Kubeflow Pipelines v2: Making ML pipelines easier, faster, and more scalable
Developer Advocate Machine Learning
Machine learning is increasingly essential for businesses of all sizes. However, building, deploying, and continuously training ML models can be complex and time-consuming. That's where Kubeflow Pipelines (KFP) comes in. Over the years, we have seen increasing adoption of KFP. KFP provides an ecosystem to compose, deploy and manage reusable end-to-end machine learning workflows, making it a no-lock-in hybrid solution from prototyping to production. So we are excited to announce the release of KFP v2. This blog post will take you through what's new in KFP v2.
Wait, what’s Kubeflow?
The Kubeflow ecosystem was initially open-sourced by Google and partners in 2018 to extend Kubernetes for machine learning. In 2019 Kubeflow Pipelines was introduced as a standalone component of that ecosystem for defining and orchestrating MLOps workflows to continuously train models via the execution of a directed acyclic graph (DAG) of container images. KFP provides a Python SDK and domain-specific language (DSL) for defining a pipeline, and backend and frontend services for running and scheduling pipelines on your Kubernetes cluster of choice. Since its launch, KFP has accrued a rich community of orchestration options (e.g., Vertex AI Pipelines) and pre-built components (e.g., Google Cloud Pipeline Components).
What’s new in KFP v2?
KFP v2 has several major improvements. This section will highlight some of them.

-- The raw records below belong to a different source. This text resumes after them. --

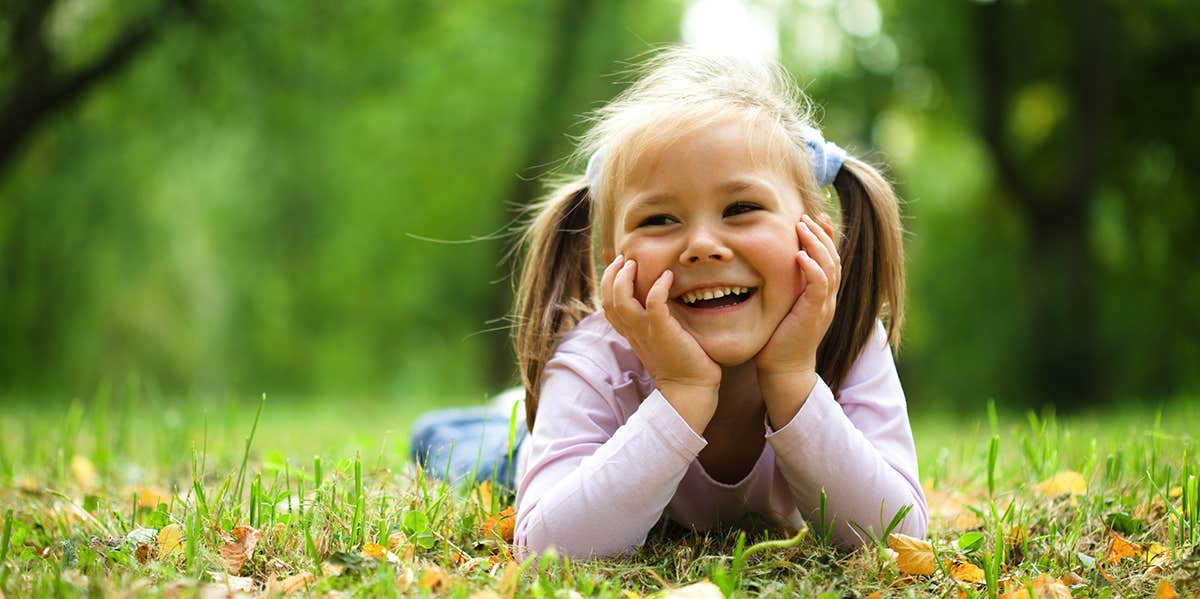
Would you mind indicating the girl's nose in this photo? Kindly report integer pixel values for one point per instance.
(703, 246)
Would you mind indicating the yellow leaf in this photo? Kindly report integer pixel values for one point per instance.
(1121, 549)
(1043, 587)
(84, 473)
(502, 523)
(966, 571)
(171, 540)
(702, 589)
(484, 493)
(239, 547)
(913, 556)
(151, 497)
(1063, 483)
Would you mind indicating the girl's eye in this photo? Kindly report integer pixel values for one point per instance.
(658, 220)
(741, 208)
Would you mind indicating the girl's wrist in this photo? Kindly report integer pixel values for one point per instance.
(785, 393)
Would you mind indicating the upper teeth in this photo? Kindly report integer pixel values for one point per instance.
(712, 293)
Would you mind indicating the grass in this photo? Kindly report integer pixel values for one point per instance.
(87, 490)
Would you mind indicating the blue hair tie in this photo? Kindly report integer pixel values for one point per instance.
(826, 156)
(826, 159)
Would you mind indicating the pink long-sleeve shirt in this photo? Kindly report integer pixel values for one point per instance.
(609, 455)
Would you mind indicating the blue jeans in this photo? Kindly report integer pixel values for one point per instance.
(471, 443)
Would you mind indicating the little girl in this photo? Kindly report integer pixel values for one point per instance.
(731, 358)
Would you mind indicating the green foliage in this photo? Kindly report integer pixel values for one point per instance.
(255, 201)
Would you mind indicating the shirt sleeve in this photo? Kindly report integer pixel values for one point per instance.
(858, 449)
(594, 485)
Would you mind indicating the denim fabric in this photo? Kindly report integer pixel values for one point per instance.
(468, 444)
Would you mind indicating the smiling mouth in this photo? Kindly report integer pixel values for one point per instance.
(717, 298)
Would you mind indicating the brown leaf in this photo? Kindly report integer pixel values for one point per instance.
(435, 580)
(405, 580)
(966, 571)
(233, 583)
(913, 556)
(239, 547)
(502, 523)
(291, 583)
(372, 551)
(702, 589)
(1063, 483)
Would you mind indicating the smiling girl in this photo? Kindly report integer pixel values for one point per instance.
(732, 358)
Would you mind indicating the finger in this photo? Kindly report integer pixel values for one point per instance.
(657, 298)
(817, 282)
(815, 247)
(610, 275)
(623, 291)
(826, 234)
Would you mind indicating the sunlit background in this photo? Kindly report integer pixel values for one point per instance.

1. An improved Python-based authoring experience for components and pipelines
@dsl.container_component decorators simplify and standardize the component authoring experience while improving readability. Additionally, Python docstrings are automatically propagated to the pipeline specification, improving the understandability and reuse of the pipelines you author.
2. A new Argo-independent pipeline definition that enables compile and run anywhere: executable components, nested pipelines, and potentially, new orchestrator options
KFP v2’s updated intermediate representation (IR) includes additional details that makes the pipeline executable by any backend (not just Argo). Another big benefit is that you can now compile and run individual components (not just pipelines), and nest pipelines as a component of a larger pipeline.
3. An uplifted Workflow GUI
KFP v2 introduces several improvements to help visualize ML workflows. KFP now surfaces input and output artifacts (e.g., datasets, models, and metrics) as first-class nodes in the DAG visualization. This enables users to view how artifacts are used and produced in the workflow and metadata describing them. Nested pipelines are now supported and represented as a sub-DAG. Users can now zoom in the workflow canvas, which greatly improves usability for large pipelines. And there’s more: new run comparison, run cloning, and listing Artifacts and Executions features.
4. First class support for ML metadata (MLMD) artifacts and lineage
Previously MLMD was an optional integration. In KFP v2, MLMD is a required dependency. This enables KFP to provide (1) rich lineage tracking and visualization out-of-the-box and eventually (2) custom artifact schemas for strict type checking of component interfaces and improved visualization of custom artifacts.
5. Increased security due to upgrading upstream dependencies to their latest major version (e.g. Argo, MinIO, MySQL, Envoy Proxy, and MLMD)
We have taken the opportunity afforded to us by this major version bump to upgrade many upstream dependencies to their latest major version. The KFP v2 backend is completely backwards-compatible with v1 (v1 APIs still exist), so we recommend that all KFP backend users upgrade to KFP v2.
These changes were discussed in greater depth during the 2022 Kubeflow Summit.
Have a look at this notebook to learn more about KFP v2 and how to use it with Vertex AI Pipelines.
SDK users, including Vertex AI Pipelines users, can find migration guidance at: Migrate from KFP SDK v1. Open source backend and frontend users can find upgrade instructions for their KFP clusters at: Installation.
KFP has come a long way since 2019, and proven itself at scale in powering complex MLOps workflow orchestration. We recommend upgrading to KFP v2 without delay to enjoy all the benefits it provides. We greatly appreciate your feedback via GitHub, support for, and contributions to KFP. You can find KFP’s contribution guide at CONTRIBUTING.md.